I have some strings and characters will not be repeated in a single string. for example: "AABC" is not possible.
I want to cluster them into sets by their common sub-strings. for example: "ABC, CDF, GHP" will be cluster into two sets {ABC,CDF},{GHP}.
several strings with one or more common sub-strings will be in one set. a string which has no common sub-string with any other strings will be a set itself. so keep the number of sets smallest.
for example: 1. "ABC, AHD,AKJ,LAN,WER" will be two sets {ABC, AHD,AKJ,LAN},{WER}. 2. "ABC,BDF, HLK, YHT,PX" will be 3 sets {ABC,BDF}.{HLK, YHT},{PX}.
Finding a string which has nothing common with others is easy I think;
for(i=0; i< strings.num; i++)
{ str1 = strings[i];
bool m_com=false;
for(j=0;j < strings.num; j++ )
{
str2=strings[j];
if(hascommon(str1,str2))
m_com=true;
}
if(!m_com)
{
str1 has no common substring with any string,
}
}
now I am thinking about others, how to classify them, is there any algorithm suitable for this?

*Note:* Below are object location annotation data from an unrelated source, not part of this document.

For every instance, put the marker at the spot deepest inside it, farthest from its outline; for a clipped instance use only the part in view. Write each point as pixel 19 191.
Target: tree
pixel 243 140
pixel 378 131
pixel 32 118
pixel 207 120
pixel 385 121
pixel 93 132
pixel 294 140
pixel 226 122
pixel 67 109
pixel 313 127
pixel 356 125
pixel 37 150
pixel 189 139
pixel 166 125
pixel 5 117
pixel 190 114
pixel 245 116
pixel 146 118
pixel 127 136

Input: strings (characters are not be repeated)
output: sets (keep number of sets as small as possible)
I know this involves with finding common sub-string problem and clustering. but I am not familiar with clustering techniques, so I am hoping some one could recommend me such algorithm.
while I am looking for good ways to do this, I also appreciate suggestions from others.
Tip: actually these strings are simple paths between two points in a graph. I want to find the edge whose removal cuts all these paths. the number of such edges should be minimum. so, for AB,BC,CD, it means a single path ABCD exist. and I write down a algorithm to find common substrings in my case(my case much simpler). I think I might use this algorithm during the clustering to measure similarities.
I might have two paths, {ABC, ADC}, both removing A or removing B could split the paths. or I could have {ABC, ADC,HG}, so removing {A,H}, or {CH}, or {CG},or {AG} all works.
I thought I could solve this by finding common subs-strings, then I decide where to remove edges.